Tuesday, June 3, 2008

Teapot Lifters

Every work out facility across the nation houses at least one Teapot Lifter. You know the song, it goes something like this, “I’m a little teapot short and stout. Here is my handle. Here is my spout. When I get all fired up hear me shout, Tip me over and pour me out.”

Teapot lifters push themselves and the veins in their foreheads to the limit while curling, squatting and pulling massive amounts of weight with a focused and often loud determination. I have more than once been startled by a forceful “Yeee-AHHHH” exploding from the poor man’s diaphragm. I try to give these guys the benefit of a surprised glance. I am well aware of the scripted weight room dance. The teapot is ready, the weight has been lifted and someone needs to take immediate notice of this feat. Once eye contact is made via workout mirror, TP (teapot lifter) will let the weights slip from his hands, as if in slow motion, like the Incredible Hulk during his shirt ripping transformation. Such brute strength can not be maintained for long. In the moment it takes to shift my eyes back to my own bicep curls, the teapot’s dumb bells crash to the floor beneath the sign from management which politely whispers, “Please do not drop weights on the floor. Thank you.” Despite my best efforts this annoys me and often makes me jump, even though I know the quake is coming. Outside of the mirror distraction they pose to completing my own workouts, I find these men fascinating to watch and observe.

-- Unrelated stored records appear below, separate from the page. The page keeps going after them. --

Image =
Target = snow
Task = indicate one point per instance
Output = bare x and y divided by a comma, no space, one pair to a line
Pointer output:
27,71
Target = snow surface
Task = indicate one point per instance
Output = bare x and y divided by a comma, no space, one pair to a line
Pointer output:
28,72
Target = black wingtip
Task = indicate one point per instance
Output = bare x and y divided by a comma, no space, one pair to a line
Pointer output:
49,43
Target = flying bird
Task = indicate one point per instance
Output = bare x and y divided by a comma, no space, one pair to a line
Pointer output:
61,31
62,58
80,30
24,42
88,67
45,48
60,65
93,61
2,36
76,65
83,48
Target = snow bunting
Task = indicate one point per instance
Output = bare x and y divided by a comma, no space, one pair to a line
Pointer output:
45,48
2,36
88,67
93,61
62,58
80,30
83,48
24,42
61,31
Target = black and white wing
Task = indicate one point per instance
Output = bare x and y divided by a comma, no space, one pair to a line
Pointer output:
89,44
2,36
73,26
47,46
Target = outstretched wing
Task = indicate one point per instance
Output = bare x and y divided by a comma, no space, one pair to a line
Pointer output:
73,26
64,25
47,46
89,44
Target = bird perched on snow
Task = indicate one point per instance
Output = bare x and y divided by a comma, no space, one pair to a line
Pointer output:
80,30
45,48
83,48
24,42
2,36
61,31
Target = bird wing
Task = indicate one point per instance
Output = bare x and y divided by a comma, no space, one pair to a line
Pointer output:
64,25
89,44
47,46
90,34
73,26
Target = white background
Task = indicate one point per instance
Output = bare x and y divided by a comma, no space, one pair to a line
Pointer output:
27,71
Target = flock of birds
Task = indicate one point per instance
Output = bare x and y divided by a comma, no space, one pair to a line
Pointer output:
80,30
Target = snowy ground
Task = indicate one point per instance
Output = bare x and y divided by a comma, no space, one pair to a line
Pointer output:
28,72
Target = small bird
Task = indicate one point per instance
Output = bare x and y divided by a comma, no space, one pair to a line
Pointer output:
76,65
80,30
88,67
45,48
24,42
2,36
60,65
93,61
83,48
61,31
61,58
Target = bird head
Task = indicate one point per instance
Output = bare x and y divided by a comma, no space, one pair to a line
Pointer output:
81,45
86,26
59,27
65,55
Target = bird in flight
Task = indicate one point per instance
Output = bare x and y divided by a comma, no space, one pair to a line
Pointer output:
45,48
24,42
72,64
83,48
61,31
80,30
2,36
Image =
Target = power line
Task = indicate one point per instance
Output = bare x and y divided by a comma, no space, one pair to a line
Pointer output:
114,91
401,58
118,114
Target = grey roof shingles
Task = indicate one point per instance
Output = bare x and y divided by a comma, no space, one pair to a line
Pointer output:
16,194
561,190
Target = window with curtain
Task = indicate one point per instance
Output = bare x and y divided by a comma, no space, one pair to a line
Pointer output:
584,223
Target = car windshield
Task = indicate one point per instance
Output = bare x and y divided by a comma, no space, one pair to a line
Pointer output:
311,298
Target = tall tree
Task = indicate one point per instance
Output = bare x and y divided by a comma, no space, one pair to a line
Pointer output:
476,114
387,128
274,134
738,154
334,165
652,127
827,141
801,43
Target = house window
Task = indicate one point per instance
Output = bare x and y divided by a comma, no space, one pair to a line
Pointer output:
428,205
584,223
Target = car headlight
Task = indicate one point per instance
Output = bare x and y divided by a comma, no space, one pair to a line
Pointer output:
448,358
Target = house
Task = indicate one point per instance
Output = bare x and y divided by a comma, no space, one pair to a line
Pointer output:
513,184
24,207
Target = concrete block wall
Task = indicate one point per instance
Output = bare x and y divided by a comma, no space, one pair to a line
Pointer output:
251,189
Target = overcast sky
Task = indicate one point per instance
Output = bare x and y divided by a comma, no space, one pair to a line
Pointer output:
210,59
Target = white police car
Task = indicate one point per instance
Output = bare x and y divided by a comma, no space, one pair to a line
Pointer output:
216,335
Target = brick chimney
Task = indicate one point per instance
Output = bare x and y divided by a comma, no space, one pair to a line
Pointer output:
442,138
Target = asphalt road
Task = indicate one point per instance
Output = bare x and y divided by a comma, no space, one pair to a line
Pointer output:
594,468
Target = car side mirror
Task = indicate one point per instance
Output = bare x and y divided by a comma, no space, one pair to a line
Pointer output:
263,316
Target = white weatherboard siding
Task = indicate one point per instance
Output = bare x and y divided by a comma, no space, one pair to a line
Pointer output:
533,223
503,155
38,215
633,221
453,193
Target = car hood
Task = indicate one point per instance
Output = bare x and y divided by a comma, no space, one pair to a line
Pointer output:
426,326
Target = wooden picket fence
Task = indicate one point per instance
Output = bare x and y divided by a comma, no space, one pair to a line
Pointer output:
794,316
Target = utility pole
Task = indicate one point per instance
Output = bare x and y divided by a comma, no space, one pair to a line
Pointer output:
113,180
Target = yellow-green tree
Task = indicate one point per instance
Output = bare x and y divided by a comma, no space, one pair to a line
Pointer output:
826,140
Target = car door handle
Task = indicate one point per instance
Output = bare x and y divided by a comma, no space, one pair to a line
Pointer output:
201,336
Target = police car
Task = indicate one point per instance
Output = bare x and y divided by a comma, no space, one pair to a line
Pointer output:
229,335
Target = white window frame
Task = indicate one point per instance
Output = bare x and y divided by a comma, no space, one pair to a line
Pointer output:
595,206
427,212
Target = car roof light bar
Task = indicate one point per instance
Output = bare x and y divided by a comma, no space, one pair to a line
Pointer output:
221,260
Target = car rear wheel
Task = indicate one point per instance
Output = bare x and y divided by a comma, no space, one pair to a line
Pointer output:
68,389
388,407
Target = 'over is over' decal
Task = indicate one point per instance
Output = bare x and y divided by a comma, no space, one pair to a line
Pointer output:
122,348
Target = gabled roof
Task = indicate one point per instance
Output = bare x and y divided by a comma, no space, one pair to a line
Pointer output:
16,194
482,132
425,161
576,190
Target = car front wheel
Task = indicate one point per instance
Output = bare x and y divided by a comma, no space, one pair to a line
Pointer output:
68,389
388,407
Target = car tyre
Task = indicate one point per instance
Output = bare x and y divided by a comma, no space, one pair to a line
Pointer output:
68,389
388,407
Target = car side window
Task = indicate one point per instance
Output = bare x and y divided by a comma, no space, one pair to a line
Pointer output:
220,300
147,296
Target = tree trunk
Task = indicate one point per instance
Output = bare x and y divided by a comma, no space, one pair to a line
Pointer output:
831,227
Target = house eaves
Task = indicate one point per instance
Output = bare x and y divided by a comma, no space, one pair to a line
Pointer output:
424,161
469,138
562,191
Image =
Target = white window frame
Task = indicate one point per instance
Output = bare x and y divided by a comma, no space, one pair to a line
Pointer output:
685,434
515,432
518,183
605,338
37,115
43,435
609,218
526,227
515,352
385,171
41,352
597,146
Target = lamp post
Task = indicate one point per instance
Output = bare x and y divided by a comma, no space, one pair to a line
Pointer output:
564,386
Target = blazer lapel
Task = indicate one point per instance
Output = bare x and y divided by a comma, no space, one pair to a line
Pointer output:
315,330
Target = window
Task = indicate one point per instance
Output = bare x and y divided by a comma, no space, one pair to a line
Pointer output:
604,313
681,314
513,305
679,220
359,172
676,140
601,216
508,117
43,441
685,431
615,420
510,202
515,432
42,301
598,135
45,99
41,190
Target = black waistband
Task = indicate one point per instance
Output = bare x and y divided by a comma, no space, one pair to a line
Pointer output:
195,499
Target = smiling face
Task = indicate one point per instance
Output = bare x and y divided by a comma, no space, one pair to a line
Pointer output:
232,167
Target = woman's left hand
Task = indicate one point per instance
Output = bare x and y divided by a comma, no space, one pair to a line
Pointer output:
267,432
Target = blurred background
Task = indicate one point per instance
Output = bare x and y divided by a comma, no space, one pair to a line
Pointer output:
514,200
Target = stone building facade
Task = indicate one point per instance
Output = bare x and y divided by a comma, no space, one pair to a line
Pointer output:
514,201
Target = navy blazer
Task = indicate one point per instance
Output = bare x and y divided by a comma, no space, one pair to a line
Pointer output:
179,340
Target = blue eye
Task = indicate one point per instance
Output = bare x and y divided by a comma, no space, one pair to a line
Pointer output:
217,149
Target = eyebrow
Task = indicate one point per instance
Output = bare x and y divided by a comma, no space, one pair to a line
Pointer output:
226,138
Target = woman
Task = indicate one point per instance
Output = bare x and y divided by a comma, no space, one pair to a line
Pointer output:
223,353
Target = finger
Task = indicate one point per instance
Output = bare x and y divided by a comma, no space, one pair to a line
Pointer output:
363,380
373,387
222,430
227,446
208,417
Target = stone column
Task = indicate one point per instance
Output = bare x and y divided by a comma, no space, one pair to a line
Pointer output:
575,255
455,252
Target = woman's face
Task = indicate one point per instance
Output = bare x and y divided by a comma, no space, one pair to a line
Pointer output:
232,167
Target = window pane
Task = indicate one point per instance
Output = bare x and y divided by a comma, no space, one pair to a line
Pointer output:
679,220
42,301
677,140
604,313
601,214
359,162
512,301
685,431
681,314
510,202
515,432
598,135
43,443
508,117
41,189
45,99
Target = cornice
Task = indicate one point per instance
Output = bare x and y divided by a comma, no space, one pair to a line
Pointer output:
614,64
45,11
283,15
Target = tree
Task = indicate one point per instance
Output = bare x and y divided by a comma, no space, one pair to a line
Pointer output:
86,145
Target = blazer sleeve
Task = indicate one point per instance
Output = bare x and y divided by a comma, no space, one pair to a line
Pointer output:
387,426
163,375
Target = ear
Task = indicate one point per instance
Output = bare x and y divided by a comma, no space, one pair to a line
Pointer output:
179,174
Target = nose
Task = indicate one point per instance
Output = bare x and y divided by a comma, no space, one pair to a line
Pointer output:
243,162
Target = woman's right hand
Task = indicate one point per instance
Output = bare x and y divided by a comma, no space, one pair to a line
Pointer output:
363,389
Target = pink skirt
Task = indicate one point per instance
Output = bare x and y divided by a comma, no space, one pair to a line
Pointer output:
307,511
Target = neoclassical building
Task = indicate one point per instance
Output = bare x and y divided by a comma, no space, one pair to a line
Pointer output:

One day while working out at my local gym, I caught sight of a possible TP lifter. Seated on the leg extension machine, I turned to watch his thick legs, twice the size of my own legs, but perhaps half the length, raise the leg extension bar away from his body. The concentrated effort kept his gaze focused. His quadriceps dutifully flexed and bulged while his knees seemed to beg for mercy. I waited a moment to see if the joint would hold or spring free with a rebellious pop, walking out on such an abusive relationship. He made it to the last two reps which were followed by the characteristic “UHHHH-ahhhh”. Smiling, I smugly announced to myself, “Tea time!” then continued with my given workout for the day. When I finished I made my way to the mats for some stretching to cool down.
I move through a series of yoga poses as part of my cool down. About half way through my routine, TP pulled up an exercise ball and struck up a conversation.
“So, do you do yoga?” He asked, bouncing slightly on the huge red ball. His east coast accent served as an immediate notification that he was not born and bred in the Midwest.

“ I do.” I answered, surprised he knew the poses were yoga ones.

“Yeah,” he continued, leaning back on the ball to commence his ab crunching, “I recognized a few of the poses you were doing there as the same ones I used to do in my yoga class.”

My brain attempted to reconcile the conflicting images of this stout mustached man stretched out on a yoga mat, moving gracefully through a series of poses with the one I had just witnessed. Just a few moments ago, he could have been the poster boy for testosterone, forcefully pumping iron with vein popping effort. He did not seem to notice my confusion and rattled off the names of the poses he knew and liked.

“Do you take classes anywhere around here?” He continued, “because I just moved here and I’d really like to find somewhere to go.”

“I don’t actually,” I admitted, “most of what I know is just self taught.” My shock quickly morphed into delight as I tried to casually study this man. This dark haired man, wearing black shorts, a black tee-shirt and a black baseball cap with bright read lettered on it, finds yoga interesting and enjoyable. Somehow yoga poses opened up a door of common ground between this man and myself, whom, just moments earlier I had mentally stuffed into an ill-fitting stereotypical box. He moved with ease through a series of ab exercises. He seemed to posses no desire to prove his masculinity or make a flirtatious remark. As far as I could tell, this man simply wanted to find a new yoga studio to call home and thought I might possess that knowledge.

We finished up our conversation. I suggested a couple of studios that I heard were good. He thanked me and after a few crunches, he hopped off of the ball and went on his way. I haven’t seen him again, but I like to think that he found a yoga-home and is peacefully practicing his Triangle pose with the guidance of a loving, gentle-voiced instructor. What do I know after all? The tea pot lifter in your local gym could be a quilter for all I know, a dedicated rose gardener! How unexpected and amazingly wonderful is that!